The Guardian describes a case in which over 100 workers were fired in January after going on strike over low wages. The brand that was portrayed in this article, Stanley/Stella, is very active in improving the working conditions for people who make our clothes. Just like any other FWF member, they continue sourcing from Bangladesh because they believe they can make a positive contribution to the lives of the workers there.

No cut-and-run
Unlike most other garment brands, FWF brands do not walk away when problems occur. At the core of FWF membership is the idea that brands should try to tackle human rights violations together with the factory. Leaving a factory when problems are found does nothing to improve the situation of workers. Terminating a business relationship with a factory can be harmful to workers because it leaves room for the problems to continue unaddressed.

Both FWF and the factory are investigating this case after hearing about it. FWF met with the factory and Stanley/Stella. There were some discrepancies between what FWF heard from the factory management and the complainants’ stories and their personal files.  Of course, as always, FWF will publish the complaint when all facts are clear. What can be shared is that the factory is in the process of paying legal entitlements, such as due salaries, provident fund and severance pay to all the workers concerned. FWF and Stanley/Stella will keep a close eye on this progress.

It’s very unusual for garment brands to be transparent about complaints, if they work with a complaints system at all. It takes courage for brands to put their activities out under the public eye, and Stanley/Stella has been making great efforts to help improve the working conditions in this specific factory.

Everyone on board
Unlike what the article in The Guardian suggests, FWF does not certify brands or factories. That’s not realistic at this stage. FWF brands are investing in trying to make a concrete, lasting difference in the lives of garment workers. They act and achieve results. Even brands like Stanley/ Stella that are very active in reducing risks in their supply chain and are highly rated in their last Brand Performance Check, cannot guarantee that their supply chain is 100% fair. They cannot resolve the issues on their own. We need all brands on board.

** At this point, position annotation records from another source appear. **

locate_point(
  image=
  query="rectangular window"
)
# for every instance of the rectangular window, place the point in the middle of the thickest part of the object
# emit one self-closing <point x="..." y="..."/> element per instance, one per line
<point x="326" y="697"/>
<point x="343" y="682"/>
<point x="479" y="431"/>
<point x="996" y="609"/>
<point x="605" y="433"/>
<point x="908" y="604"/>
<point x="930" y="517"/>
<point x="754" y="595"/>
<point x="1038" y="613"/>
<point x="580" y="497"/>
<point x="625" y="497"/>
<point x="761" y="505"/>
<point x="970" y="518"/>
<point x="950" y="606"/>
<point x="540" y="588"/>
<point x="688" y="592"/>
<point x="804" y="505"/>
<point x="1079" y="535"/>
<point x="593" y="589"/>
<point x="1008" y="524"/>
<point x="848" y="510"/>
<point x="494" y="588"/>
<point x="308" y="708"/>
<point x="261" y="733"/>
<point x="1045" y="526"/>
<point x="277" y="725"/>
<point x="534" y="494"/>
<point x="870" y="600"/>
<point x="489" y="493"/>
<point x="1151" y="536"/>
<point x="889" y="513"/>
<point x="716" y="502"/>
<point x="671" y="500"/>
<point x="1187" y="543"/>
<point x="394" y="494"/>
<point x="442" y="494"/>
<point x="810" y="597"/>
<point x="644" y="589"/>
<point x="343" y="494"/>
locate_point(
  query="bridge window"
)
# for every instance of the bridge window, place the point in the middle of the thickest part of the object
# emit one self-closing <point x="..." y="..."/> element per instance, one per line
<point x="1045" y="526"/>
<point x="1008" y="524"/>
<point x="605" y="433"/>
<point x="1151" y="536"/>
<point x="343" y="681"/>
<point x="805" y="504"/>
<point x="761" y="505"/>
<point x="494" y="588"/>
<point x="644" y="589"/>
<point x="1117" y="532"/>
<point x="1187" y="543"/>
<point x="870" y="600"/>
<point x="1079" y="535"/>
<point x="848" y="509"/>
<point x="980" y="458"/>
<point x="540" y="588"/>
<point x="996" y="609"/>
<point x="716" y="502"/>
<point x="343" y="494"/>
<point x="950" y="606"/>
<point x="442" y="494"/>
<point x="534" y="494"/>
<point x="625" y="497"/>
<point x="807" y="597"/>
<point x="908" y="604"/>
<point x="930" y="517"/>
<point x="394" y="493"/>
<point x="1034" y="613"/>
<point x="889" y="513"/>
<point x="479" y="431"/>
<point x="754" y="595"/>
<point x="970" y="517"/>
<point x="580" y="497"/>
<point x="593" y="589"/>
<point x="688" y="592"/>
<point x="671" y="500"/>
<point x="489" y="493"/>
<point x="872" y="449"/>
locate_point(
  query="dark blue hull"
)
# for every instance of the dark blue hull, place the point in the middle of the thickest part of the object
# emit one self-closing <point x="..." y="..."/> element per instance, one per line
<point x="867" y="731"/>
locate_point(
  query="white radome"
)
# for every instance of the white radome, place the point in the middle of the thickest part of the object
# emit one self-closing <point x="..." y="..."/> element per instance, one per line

And not just the brands either, but everyone else. The garment industry is complex, global, fragmented and rarely transparent. In most cases, you can only do so much before it comes down to a need for systemic change in the industry. Therefore we also need governments, NGOs, factories, garment workers, trade unions, and consumers to contribute their strengths.

Voice complaints
Stanley/Stella is keeping a close watch on the situation in the factory. In the past year, they have been working with FWF to implement an anti-harassment committee there, which gives workers an opportunity to voice their complaints and resolve issues internally.
At FWF, we strongly believe that garment companies must assume responsibility and work together with factories on improving conditions. This is an essential step towards lasting change and fairer conditions for the people who make our clothes.